Figures, thought Limone. Why expect anything different from the infamous sharp-tongued doctor?
“My family’s dead,” she rasped, voice strained from exhaustion.
Before he could respond, a commotion erupted outside the infirmary door. Norton’s voice boomed, filled with panic. “Sophie, are you alright? How did you get hurt so badly?”
From the equally loud reply, Sophie’s trademark fragility filtered through. “Norton, it’s just a little scrape. Don’t blame Limone for it. It wasn’t on purpose. I’m the one who was clumsy. I must’ve bumped the IV stand by accident.”
“Not true!” one of the lackeys interjected, quick to pile on. “Sophie volunteered to get lunch for Limone, and she said no. Then, out of spite, she tripped Sophie. We all saw it!”
“Yes!” the second lackey added with zeal. “Poor Sophie is sick and still thinking of others, and Limone repays her by pushing her down! She’s despicable!”
The rising tide of Norton’s anger was almost audible. It caught flame with terrifying speed.

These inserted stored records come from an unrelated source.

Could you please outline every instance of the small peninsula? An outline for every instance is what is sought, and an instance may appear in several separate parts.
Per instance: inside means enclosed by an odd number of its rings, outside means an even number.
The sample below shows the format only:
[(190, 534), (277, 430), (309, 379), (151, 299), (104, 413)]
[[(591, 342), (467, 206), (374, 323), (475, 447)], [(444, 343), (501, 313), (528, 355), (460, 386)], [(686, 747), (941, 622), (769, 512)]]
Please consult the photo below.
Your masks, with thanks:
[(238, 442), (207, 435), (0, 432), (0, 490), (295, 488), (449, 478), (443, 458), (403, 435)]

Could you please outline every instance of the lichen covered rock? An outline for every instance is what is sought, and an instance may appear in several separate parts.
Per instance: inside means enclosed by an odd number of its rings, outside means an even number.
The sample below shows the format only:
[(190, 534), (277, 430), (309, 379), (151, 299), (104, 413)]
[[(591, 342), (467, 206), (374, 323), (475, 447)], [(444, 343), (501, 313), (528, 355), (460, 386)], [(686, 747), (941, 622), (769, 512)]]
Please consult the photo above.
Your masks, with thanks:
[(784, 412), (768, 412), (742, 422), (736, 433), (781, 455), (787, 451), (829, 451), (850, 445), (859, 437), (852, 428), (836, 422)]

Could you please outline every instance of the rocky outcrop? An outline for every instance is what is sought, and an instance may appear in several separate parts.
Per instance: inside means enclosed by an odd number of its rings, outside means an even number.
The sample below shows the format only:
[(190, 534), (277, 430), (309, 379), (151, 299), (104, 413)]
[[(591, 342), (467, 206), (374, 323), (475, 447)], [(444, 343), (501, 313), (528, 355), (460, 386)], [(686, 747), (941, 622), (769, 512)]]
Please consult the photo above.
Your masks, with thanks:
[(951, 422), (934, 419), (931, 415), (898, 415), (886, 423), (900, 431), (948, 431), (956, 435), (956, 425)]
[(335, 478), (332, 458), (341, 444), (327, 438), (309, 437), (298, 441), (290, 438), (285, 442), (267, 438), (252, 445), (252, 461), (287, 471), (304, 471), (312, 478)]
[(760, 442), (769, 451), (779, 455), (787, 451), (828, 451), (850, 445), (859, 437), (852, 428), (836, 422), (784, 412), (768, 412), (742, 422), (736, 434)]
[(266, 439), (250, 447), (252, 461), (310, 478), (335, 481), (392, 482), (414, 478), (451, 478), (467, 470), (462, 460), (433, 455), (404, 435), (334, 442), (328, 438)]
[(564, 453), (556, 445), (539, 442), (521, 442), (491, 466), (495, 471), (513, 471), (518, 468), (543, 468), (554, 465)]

“Where’s Limone? Get out here right now!” His tone was barely constrained, every word drenched with rage. “How dare you let Sophie run errands for you? You’re lucky her father didn’t just leave you to die in that crash years ago! You’ve done nothing but torment his daughter ever since!”
At those words, Limone’s lips curled into a bitter smirk. Well, there it was. Just like last time. For Sophie, words became truth, accusations became commandments.
A second later, the curtain beside her bed was yanked aside with force.
Norton froze at the sight before him. Pale as a ghost, her lips chapped and dry, Limone’s fragile state hit him like a punch to the chest.
“L-Limone...”
His voice faltered, the anger choked out by guilt. Whatever he meant to say next caught in his throat, refusing to surface.